Monumentale Porta Ferrada
La bâtisse, pourtant monumentale, semble presque éclipsée par la Porta Ferrada, un immense portail en pierre datant du Xe siècle. Le monastère héberge un musée d’histoire recelant des trésors : fragments de poteries des environs du Ve siècle avant Jésus-Christ, bas-reliefs du XVIe siècle, énormes livres du Moyen-âge,… Le musée héberge aussi des expositions sur l’historique des métiers de la mer, du liège, de la médecine, et un espace d’art devrait bientôt voir le jour. Mais, ce que l’on admire par-dessus tout, c’est le circuit des tours. De couloirs étroits, en passages à ciel ouvert, d’escaliers raides, en multiples recoins, on progresse dans ce site austère en éprouvant un profond respect pour tant de technicité et de sueur mêlées. Depuis le toit de la Torre del Fum, bâtie au Xe siècle pour alerter la population par signaux de fumées, on découvre une vue imprenable sur la ville. Une ville faite de trésors architecturaux mêlés aux constructions modernes, une ville qui a choisi de prendre un virage touristique mais qui conserve une âme d’antan.
La ville des chants de taverne
Miquel Pedrol, le chanteur du groupe de havaneres La Taverna, est parmi ceux qui en parlent le mieux. « Sant Feliu était une ville de pêcheurs et d’ouvriers du liège… Elle s’est orientée vers le tourisme. Cela l’a un peu dénaturée, mais malgré tout, nous l’aimons telle qu’elle est. Pour ma part, je suis un amoureux de ma ville », glisse-t-il.

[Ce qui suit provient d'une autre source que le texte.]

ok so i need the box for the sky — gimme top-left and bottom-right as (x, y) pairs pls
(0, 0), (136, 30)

Les airs que Miquel interprète, sont des « cants de taverna », des chants de taverne. « La grande tradition de chanter des havaneres à Sant Feliu a commencé dans les tavernes, raconte-t-il. Les pêcheurs, les cheminots, les ouvriers, s’y racontaient leur journée de travail… Et tout cela se terminait toujours par des chants ». Un esprit de fête, de partage, et d’ouverture sur le monde. Un esprit de ville portuaire en somme… Ce serait donc cela, l’âme de Sant Feliu de Guíxols.